Surviving and Thriving through the Nepal Earthquake

It was day 10 of 18 on the Annapurna Circuit and the day I began my two and a half day push for the highest point we would reach, Thorong-La Pass (5416 meters). I came down for breakfast and made eye contact with a couple that I had hung out with the night before; they were being ranted at by a guide who just had a falling out with his customers. My food came and halfway through my meal, the slighted guide had vented all he could and huffed off, rattling the tables and glasses of the dining area.

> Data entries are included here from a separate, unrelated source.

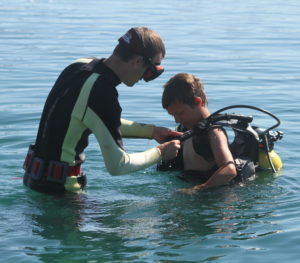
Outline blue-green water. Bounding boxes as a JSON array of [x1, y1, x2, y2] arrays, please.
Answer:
[[0, 0, 300, 263]]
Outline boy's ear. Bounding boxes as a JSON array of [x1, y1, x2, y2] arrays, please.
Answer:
[[195, 97, 203, 106]]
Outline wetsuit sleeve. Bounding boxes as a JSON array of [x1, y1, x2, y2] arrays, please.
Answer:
[[83, 107, 161, 175], [120, 119, 154, 139]]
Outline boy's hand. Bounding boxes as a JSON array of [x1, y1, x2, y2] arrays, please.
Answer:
[[157, 140, 180, 160]]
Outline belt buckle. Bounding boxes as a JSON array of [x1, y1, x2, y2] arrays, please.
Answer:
[[23, 145, 34, 172], [47, 161, 69, 184], [30, 157, 45, 180]]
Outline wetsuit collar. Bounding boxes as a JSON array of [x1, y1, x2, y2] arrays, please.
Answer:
[[87, 58, 121, 86]]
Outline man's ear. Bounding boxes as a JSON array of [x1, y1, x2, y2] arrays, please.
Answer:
[[195, 96, 203, 106]]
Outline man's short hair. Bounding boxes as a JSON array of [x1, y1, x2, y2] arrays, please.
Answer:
[[162, 73, 208, 109], [113, 27, 166, 61]]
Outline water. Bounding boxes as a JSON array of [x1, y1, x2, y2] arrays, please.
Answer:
[[0, 0, 300, 263]]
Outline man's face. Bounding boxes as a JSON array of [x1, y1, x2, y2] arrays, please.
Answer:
[[124, 54, 163, 87], [167, 102, 201, 129]]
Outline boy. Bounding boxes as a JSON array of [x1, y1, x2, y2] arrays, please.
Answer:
[[162, 73, 237, 193]]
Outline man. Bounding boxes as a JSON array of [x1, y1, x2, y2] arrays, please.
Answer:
[[24, 27, 180, 193], [162, 73, 237, 193]]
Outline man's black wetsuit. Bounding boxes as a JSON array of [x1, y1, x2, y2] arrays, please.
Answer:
[[24, 59, 161, 194]]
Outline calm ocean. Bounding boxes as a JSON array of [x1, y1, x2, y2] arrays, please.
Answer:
[[0, 0, 300, 263]]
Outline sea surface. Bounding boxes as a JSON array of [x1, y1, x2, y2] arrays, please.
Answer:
[[0, 0, 300, 263]]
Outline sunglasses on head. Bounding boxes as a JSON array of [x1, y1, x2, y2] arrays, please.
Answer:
[[143, 57, 165, 82], [119, 28, 164, 82]]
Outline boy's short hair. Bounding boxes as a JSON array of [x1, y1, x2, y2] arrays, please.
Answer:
[[113, 27, 166, 62], [162, 73, 208, 109]]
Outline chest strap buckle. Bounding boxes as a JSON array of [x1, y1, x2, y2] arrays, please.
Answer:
[[47, 161, 69, 184]]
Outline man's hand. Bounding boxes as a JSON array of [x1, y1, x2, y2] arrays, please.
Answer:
[[176, 184, 205, 195], [157, 140, 180, 160], [152, 126, 183, 143]]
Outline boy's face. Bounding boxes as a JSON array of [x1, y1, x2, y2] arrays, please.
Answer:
[[167, 102, 201, 129]]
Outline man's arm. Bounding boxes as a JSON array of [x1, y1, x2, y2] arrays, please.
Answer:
[[121, 119, 182, 143]]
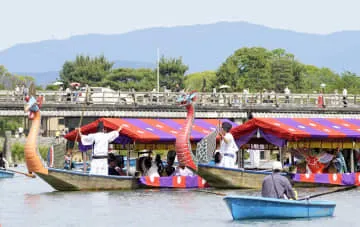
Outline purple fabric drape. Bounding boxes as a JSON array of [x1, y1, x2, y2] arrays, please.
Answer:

“I know it’s just the poor construction of these buildings, and the predominant use of wood, but whenever someone walks by, I can’t help but think it’s an earthquake,” I said to the couple.

“Is that a big thing around here? Do they get big earthquakes?” the husband asked.

“Yeah, that’s what makes these mountains. The last big one was about 80 years ago.”

“So then they are due for another one then, huh?”

“I don’t know if that’s necessarily how it works,” his wife said.

About four hours later, the ground shook beneath my feet, the windows on a newly build lodge behind me shuttered and the scrub brush swayed for what felt like at least a minute. Kumar, my guide, looked me in the eyes and said, “Oooh, earthquake!” When the earth had stilled beneath us, but still tumbled down the slopes of the mountains across the river from us, he said, “I’ve never felt one like that before.”